November 28, 2022 at 4:34 pm

Turkish President Recep Tayyip Erdogan at the Bestepe People’s Congress and Culture Center in the Presidential Complex in Ankara, Turkiye on November 24, 2022 [Murat Kula/Anadolu Agency]

Turkiye’s President has acknowledged that his ongoing reconciliation with Egypt and his counterpart could also take place with the Syrian regime, seeming to confirm increasing reports.

At an event in the Turkish city of Konya on Saturday, President Recep Tayyip Erdogan stated that “Just as Turkiye-Egypt relations started to normalise, in the next period it can also happen with Syria. There is no room for hard feelings in politics.”

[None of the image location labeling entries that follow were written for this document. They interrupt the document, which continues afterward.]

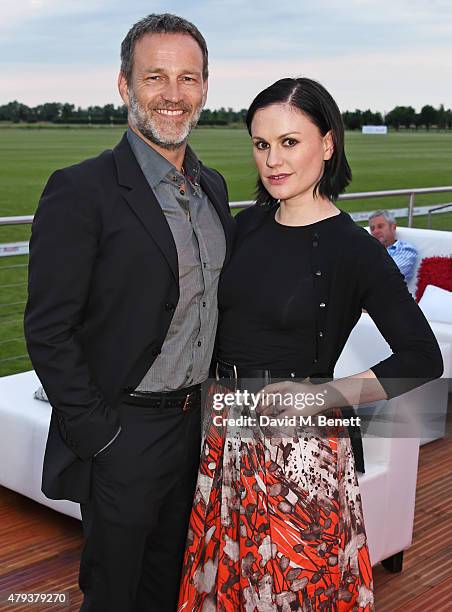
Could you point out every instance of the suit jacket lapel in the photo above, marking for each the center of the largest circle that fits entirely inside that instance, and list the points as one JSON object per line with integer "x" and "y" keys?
{"x": 227, "y": 221}
{"x": 143, "y": 202}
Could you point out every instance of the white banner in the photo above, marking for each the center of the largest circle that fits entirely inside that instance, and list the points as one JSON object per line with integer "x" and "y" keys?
{"x": 14, "y": 248}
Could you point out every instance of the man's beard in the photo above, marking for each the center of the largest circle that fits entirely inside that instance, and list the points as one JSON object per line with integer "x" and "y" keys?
{"x": 145, "y": 123}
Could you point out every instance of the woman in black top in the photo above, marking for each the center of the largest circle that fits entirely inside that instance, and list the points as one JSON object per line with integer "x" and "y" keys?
{"x": 277, "y": 521}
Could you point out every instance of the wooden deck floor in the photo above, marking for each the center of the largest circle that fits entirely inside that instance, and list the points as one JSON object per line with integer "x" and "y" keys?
{"x": 39, "y": 548}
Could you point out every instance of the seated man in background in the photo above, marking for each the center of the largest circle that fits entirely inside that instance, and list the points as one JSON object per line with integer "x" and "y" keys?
{"x": 383, "y": 227}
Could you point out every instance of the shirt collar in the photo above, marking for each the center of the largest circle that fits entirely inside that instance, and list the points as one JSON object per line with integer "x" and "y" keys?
{"x": 155, "y": 167}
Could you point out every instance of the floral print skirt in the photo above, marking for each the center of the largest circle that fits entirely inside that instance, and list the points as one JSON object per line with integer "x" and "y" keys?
{"x": 276, "y": 523}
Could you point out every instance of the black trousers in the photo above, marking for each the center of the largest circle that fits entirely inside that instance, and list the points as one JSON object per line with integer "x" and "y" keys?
{"x": 135, "y": 524}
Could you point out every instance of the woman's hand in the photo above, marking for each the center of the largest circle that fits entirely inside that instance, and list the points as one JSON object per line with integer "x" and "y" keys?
{"x": 289, "y": 398}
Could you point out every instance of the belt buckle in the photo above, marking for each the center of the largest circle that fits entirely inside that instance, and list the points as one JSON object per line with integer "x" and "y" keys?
{"x": 186, "y": 405}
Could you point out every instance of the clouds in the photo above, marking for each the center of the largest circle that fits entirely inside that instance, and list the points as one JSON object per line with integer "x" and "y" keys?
{"x": 371, "y": 54}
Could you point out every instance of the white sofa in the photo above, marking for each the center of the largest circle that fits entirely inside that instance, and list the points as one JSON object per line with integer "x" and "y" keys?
{"x": 24, "y": 423}
{"x": 428, "y": 243}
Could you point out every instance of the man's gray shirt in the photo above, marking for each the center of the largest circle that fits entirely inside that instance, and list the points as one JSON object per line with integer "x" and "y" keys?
{"x": 200, "y": 244}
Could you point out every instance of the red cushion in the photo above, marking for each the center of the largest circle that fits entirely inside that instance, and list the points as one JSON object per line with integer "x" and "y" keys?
{"x": 434, "y": 271}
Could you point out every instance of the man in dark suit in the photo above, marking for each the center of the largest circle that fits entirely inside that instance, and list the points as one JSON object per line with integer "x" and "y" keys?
{"x": 125, "y": 256}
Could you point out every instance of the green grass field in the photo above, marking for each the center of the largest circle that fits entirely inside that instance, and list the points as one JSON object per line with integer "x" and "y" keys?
{"x": 28, "y": 156}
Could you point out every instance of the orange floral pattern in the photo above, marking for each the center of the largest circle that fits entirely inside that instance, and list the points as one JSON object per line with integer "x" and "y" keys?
{"x": 276, "y": 524}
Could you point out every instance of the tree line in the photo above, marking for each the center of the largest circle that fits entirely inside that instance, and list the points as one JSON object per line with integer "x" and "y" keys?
{"x": 64, "y": 113}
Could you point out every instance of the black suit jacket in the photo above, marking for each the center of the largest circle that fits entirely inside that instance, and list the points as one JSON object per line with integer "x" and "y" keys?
{"x": 103, "y": 285}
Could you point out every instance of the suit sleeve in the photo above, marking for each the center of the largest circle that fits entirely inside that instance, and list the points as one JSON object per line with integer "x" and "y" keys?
{"x": 416, "y": 357}
{"x": 63, "y": 249}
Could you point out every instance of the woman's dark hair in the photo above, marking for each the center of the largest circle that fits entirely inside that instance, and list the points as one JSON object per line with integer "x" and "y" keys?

It was the latest confirmation of a series of reports that emerged over the past year that Ankara would reconcile with the Syrian regime and its President, Bashar Al-Assad, 11 years after cutting off ties due to the Syrian security services’ brutal crackdown on peaceful protests during the Syrian revolution.

In July, the Turkish government said that it is willing to work with the Assad regime to bring the Kurdish militias in north-east Syria under control and, the following month, Erdogan directly admitted that he does not seek to remove Assad from power.

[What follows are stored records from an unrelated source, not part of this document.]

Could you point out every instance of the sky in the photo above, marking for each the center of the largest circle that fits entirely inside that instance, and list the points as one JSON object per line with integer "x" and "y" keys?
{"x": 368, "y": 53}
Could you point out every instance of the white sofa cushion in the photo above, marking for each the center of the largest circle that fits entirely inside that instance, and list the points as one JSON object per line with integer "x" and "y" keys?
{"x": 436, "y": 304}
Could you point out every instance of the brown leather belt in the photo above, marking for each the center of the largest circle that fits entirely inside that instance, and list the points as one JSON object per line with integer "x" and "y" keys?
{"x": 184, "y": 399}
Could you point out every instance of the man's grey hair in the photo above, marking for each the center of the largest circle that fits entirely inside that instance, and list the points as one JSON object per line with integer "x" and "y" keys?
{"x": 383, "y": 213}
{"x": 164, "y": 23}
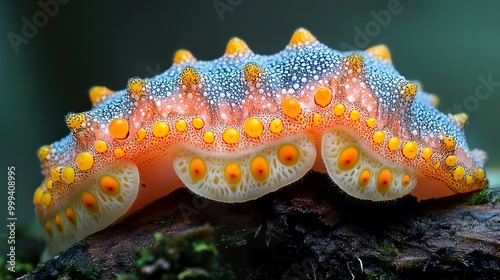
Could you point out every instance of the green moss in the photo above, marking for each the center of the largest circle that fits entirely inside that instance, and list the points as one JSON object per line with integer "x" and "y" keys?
{"x": 481, "y": 197}
{"x": 190, "y": 256}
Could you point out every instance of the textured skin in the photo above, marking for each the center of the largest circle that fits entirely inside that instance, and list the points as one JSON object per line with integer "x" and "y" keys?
{"x": 243, "y": 125}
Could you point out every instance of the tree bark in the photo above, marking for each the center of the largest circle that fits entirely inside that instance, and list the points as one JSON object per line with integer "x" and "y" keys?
{"x": 309, "y": 230}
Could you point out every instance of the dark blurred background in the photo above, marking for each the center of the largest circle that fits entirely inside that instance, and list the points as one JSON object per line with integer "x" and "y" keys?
{"x": 446, "y": 45}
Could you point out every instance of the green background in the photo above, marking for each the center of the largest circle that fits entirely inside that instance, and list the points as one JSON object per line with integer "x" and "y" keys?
{"x": 446, "y": 45}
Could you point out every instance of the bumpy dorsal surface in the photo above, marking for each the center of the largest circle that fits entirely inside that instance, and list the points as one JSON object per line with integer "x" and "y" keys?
{"x": 243, "y": 125}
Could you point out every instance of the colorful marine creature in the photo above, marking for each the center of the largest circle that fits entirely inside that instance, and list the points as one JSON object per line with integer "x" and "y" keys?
{"x": 244, "y": 125}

More recently, Erdogan confirmed intelligence talks and cooperation with Syria and, last week, iterated that a meeting with Assad is possible.

READ: Syria does not trust Turkish statements on restoring ties

Erdogan’s latest hint at reconciliation with the Syrian regime over the weekend came a week after his historic handshake with his Egyptian counterpart, Abdel Fattah El-Sisi, another leader who the Turkish President has refused to be in contact with throughout almost a decade.

After Sisi took power following the 2013 military coup in Egypt which ousted the country’s first democratically-elected President Mohammed Morsi and allowed the country’s military to massacre of over 1,000 protestors, Ankara also cut off ties with Cairo and refused to recognise Sisi’s rule.

That has been change over the past two years, however, with talks on reconciliation ongoing and culminating in the handshake between Erdogan and Sisi, which was reportedly brokered by Qatar.

Angering many throughout the world – dissident Egyptians and human rights activists – who felt betrayed by Erdogan’s rapprochement towards Sisi’s government, it has also resulted in concerns that the Turkish President could develop similar warmth towards Assad and lead them to also restore ties, which Erdogan’s latest remarks make this an ever-greater possibility.